Кейт через силу улыбнулась:
— Разве этого мало?
Энджи покачала головой:
— Ни за что не поверю.
— У тебя разыгралось воображение, подружка.
— Ничего подобного. Я знаю, это все из-за Сойера.
Кейт окаменела:
— Я не желаю…
— Знаю, знаю, — подхватила Энджи. — Ты не желаешь слышать его имени. Но вы с ним — просто пара идиотов. Неужели нельзя уладить свои отношения?
Кейт наклонилась и поцеловала Энджи в щеку.
— Ты очень хорошая.
— Проще говоря: «не суйся не в свое дело». — Энджи засмеялась и развела руками.
Кейт ответила ей улыбкой.
— Приезжай ко мне почаще.
После ухода Энджи Кейт еще с час провела среди своих соратников и гостей, а потом, сославшись на смертельную усталость, ушла из празднично украшенной штаб-квартиры под дружный хор поздравлений и добрых пожеланий.
Вскоре она уже лежала на диване, задумчиво держа в руках чашку своего любимого кофе. Надо было ложиться спать, хотя на следующий день она могла остаться дома — по случаю победы на выборах ей дали выходной.
Однако она была слишком взбудоражена, да к тому же позволила себе выпить чуть больше шампанского, чем следовало.
И кроме всего прочего, она хотела, чтобы рядом оказался Сойер. Было время, когда он сам хотел ее — до умопомрачения. Она отпила немного кофе. В глубине души она надеялась, что Сойер придет на ее чествование, но он, конечно же, там не появился.
А что если поехать к нему прямо с утра, сказать, что произошло недоразумение? Правда, может статься, что он и слушать не захочет. А если и захочет — что дальше?
Когда раздался звонок в дверь, Кейт встревожилась. Кто бы это мог быть в такое время? Кейт запахнула халат и потуже затянула поясок. Не иначе как Энджи что-то забыла и вернулась.
Убрав за ухо прядь волос, Кейт подошла к двери.
— Кто там?
— Сойер.
У нее пересохло в горле.
— Кейт, прошу тебя, открой.
В его голосе звучала безысходность. Кейт широко раскрыла дверь. В отблесках лунного света их глаза встретились. Он кашлянул, не зная, как начать.
— Извини, что время позднее, но у тебя горел свет. Я хотел тебя поздравить.
От волнения у него на лбу проступили капельки пота.

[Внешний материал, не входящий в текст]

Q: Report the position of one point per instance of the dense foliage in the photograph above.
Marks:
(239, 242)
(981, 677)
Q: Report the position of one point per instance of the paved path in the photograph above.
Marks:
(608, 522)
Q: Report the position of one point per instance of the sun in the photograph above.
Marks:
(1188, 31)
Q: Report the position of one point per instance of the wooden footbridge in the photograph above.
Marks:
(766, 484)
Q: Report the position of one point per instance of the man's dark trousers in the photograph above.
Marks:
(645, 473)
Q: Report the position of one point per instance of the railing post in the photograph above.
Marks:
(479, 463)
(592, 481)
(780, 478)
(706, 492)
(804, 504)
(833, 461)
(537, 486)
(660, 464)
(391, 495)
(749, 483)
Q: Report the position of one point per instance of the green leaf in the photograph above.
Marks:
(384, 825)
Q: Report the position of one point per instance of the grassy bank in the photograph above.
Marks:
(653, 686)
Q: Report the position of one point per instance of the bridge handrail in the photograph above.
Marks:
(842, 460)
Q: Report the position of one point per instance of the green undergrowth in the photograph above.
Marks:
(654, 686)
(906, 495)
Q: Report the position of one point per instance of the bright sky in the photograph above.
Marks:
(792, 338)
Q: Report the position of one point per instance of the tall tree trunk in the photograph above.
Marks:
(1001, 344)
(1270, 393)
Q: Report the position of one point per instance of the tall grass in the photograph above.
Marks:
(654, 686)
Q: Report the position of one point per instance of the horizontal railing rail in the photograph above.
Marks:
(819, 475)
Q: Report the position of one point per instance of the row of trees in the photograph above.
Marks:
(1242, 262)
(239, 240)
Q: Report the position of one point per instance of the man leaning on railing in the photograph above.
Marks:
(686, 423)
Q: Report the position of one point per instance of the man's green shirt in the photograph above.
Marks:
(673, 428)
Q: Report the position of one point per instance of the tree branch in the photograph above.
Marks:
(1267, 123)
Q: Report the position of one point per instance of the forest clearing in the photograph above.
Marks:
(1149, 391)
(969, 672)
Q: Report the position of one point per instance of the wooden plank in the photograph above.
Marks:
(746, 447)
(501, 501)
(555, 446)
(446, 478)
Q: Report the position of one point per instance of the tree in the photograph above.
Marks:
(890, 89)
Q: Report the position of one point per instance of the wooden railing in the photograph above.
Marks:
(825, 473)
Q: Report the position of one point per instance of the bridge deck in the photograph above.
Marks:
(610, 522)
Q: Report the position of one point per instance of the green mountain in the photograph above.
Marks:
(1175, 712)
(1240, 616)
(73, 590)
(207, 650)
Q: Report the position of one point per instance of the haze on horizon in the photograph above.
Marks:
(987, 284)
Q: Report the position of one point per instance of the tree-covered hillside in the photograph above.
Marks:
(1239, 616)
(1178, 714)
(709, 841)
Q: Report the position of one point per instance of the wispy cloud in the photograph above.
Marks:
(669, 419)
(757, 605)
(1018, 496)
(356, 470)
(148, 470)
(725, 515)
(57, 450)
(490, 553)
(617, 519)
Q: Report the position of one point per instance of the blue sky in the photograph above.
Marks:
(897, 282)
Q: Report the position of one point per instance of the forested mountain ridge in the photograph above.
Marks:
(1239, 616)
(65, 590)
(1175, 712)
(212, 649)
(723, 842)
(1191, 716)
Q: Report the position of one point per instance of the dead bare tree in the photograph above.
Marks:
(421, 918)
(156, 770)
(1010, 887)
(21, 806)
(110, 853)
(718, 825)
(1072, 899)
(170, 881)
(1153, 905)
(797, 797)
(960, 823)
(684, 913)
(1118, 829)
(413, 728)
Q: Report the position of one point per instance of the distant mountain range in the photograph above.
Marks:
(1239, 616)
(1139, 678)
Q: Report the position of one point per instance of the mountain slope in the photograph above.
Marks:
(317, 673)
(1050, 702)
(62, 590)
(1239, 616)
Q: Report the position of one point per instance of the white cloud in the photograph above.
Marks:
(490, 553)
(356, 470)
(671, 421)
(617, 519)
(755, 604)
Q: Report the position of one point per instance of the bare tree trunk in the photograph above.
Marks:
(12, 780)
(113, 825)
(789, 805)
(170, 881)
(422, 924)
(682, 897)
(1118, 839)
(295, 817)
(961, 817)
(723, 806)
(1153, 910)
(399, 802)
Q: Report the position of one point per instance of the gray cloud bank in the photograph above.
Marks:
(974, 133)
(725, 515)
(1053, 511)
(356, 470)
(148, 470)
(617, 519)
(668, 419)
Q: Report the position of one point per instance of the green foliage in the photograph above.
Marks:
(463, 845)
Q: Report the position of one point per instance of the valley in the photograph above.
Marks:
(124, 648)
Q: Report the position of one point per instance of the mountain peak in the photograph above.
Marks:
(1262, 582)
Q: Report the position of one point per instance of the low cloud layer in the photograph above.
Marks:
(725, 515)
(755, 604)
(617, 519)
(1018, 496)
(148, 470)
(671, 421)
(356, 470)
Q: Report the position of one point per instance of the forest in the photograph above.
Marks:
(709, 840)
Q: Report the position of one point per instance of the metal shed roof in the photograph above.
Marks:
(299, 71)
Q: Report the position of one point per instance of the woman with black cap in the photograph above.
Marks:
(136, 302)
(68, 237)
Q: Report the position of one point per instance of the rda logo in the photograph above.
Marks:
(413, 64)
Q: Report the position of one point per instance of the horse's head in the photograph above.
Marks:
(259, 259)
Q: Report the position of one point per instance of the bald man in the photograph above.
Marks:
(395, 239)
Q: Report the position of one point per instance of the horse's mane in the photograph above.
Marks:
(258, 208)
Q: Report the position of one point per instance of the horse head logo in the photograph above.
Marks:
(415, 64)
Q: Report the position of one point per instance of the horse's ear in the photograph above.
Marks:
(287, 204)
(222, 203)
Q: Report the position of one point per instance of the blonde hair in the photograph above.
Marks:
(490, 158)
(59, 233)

— Спасибо… А я… много раз собиралась тебя поблагодарить. За тот пакет, — закончила она шепотом.
— Меня благодарить не за что. — Сойеру было трудно говорить. — Это самое меньшее, что я мог сделать.
— Выпьешь чего-нибудь? Может быть, шампанского?
— Нет, я на минуту.
— Я рада, что ты зашел.
Его глаза подернулись влажной дымкой:
— Это правда?
— Да, — прошептала она, не понимая, как будет жить без него.
— Кейт, ради всего святого, не смотри так на меня. Ты, наверно, просто…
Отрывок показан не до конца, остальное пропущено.